In their efforts to up their management game, law firms face a problem not unlike that of other industries: a scarcity of talent with the desired expertise.

“Law firms want highly experienced people, so they’ll aim to bring in a [certified public accountant] to be a [chief financial officer] or an MBA to be a COO,” says Josten. “But then they also want prior experience in legal, and that means there is a very shallow talent pool available.” Many people who have done this managerial work have been in their roles for a really long time and are now in their late 60s or 70s. A lot of them retired when the pandemic hit and there aren’t a lot of replacements waiting in the wings.
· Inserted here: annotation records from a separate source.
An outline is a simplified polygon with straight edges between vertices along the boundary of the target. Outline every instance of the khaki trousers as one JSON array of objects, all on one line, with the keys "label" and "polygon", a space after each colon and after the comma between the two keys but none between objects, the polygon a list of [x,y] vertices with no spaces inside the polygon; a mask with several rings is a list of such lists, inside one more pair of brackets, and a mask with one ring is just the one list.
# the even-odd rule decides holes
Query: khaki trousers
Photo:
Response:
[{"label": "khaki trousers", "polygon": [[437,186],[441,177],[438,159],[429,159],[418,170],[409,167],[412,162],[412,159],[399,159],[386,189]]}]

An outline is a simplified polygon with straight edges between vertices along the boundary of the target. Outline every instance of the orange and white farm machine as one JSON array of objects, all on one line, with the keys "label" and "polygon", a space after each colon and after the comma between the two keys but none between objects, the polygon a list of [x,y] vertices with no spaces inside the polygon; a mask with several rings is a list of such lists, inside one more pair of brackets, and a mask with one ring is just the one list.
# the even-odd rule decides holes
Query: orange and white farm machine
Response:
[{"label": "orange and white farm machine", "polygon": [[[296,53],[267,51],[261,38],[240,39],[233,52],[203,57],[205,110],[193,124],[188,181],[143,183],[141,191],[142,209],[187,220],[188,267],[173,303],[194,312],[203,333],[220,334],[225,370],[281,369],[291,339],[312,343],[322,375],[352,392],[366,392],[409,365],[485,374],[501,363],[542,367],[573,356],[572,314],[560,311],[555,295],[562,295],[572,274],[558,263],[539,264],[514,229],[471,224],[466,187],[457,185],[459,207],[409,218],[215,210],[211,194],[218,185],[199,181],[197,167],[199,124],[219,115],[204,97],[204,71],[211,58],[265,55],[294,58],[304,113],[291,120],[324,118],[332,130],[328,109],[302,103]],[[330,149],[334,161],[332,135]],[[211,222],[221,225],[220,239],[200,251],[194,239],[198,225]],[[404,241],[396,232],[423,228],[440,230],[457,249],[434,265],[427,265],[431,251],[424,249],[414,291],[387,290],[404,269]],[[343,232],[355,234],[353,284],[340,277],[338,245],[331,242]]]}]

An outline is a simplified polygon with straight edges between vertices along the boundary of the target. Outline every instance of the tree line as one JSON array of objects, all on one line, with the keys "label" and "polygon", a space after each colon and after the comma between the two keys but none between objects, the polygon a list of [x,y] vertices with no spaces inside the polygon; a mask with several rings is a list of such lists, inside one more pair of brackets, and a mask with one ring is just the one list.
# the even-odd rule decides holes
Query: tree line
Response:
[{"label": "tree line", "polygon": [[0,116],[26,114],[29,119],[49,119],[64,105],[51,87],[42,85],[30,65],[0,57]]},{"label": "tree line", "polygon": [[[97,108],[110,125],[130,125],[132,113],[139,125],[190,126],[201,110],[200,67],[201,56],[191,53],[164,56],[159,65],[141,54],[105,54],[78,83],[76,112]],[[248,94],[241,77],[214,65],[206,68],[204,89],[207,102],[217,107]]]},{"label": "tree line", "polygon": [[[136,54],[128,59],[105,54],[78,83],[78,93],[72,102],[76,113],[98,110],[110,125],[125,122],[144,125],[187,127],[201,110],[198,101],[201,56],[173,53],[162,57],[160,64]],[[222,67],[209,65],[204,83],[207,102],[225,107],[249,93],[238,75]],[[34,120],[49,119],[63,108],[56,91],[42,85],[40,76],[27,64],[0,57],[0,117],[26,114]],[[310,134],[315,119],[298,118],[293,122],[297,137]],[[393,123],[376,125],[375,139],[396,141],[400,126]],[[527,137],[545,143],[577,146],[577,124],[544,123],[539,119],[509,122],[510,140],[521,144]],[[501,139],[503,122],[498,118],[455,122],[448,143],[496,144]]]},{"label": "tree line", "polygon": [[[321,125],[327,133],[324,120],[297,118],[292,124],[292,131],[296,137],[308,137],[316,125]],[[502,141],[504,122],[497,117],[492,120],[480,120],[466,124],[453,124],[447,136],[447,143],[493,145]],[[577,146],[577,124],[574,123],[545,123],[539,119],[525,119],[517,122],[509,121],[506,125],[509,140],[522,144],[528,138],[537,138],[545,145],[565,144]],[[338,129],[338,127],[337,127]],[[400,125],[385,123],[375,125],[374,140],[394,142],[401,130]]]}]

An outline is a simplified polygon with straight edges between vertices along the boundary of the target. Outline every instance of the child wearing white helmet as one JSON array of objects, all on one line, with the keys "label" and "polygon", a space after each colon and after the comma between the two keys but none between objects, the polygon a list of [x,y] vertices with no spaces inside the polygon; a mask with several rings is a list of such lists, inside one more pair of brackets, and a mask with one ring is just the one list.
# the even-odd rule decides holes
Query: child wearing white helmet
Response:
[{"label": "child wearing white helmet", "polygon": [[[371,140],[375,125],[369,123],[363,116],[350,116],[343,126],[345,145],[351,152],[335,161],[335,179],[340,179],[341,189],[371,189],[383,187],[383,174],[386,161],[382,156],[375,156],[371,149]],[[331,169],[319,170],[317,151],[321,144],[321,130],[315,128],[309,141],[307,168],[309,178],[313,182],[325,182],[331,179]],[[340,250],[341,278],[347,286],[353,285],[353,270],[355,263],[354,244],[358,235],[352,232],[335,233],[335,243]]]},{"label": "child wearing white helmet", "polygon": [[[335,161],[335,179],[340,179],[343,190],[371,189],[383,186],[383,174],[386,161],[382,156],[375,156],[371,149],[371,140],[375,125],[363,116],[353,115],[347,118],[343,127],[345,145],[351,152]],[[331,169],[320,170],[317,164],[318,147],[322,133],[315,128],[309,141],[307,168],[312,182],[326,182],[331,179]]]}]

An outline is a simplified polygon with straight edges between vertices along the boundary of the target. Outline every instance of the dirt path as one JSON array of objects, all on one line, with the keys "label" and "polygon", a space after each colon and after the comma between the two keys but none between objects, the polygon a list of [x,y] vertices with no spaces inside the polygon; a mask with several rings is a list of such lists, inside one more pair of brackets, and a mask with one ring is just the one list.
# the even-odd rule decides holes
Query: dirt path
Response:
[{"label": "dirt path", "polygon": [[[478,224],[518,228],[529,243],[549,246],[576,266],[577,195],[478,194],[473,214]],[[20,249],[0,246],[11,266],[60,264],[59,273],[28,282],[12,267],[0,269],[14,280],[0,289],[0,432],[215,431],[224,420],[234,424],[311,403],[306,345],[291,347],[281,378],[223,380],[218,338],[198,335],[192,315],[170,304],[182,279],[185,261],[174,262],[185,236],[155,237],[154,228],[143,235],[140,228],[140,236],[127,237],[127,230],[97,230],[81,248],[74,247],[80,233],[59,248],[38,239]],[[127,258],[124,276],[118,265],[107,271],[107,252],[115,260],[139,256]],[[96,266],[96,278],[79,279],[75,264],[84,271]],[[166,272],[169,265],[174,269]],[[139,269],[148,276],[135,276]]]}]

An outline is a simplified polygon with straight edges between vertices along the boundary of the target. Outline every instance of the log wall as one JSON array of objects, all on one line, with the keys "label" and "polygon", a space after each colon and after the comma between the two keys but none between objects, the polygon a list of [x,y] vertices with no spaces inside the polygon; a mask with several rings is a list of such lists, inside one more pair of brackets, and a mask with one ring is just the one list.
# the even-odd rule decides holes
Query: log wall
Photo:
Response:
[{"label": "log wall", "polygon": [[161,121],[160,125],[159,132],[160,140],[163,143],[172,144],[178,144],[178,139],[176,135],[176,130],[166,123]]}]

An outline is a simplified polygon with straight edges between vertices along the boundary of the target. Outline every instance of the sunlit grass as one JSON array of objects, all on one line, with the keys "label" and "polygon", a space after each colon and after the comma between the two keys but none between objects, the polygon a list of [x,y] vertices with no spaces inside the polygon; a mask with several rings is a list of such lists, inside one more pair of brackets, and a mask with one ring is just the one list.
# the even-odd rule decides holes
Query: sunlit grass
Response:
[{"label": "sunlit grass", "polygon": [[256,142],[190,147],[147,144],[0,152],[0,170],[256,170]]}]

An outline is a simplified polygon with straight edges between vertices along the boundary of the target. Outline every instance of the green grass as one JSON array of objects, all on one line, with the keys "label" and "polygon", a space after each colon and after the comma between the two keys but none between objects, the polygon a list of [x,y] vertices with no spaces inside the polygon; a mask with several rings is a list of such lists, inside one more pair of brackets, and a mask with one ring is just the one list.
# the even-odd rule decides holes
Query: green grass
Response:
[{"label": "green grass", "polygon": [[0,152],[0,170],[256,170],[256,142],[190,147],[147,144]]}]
The scarcity of suitable candidates opens up enviable opportunities for ALA members, many of whom already have the experience in dealing with the vagaries of law firms. These skills will be in growing demand as the industry emerges from the pandemic economy to take on new work. With a view toward improving their salaries and job titles, talented administrators may want to participate in the same “Great Resignation” popular in other industries, where personnel at all levels are playing a profitable game of musical chairs.

The solution is to toss a wider net. “Law firms are getting pretty aggressive about hiring more managerial personnel who are not lawyers,” says Correia. This can be a good thing, he feels, as it can bring fresh air into an environment that is too often stultified. “In my opinion, legal experience should not necessarily be a prerequisite for a law firm that wants to operate more like a business. My preference would almost be to look outside the industry.”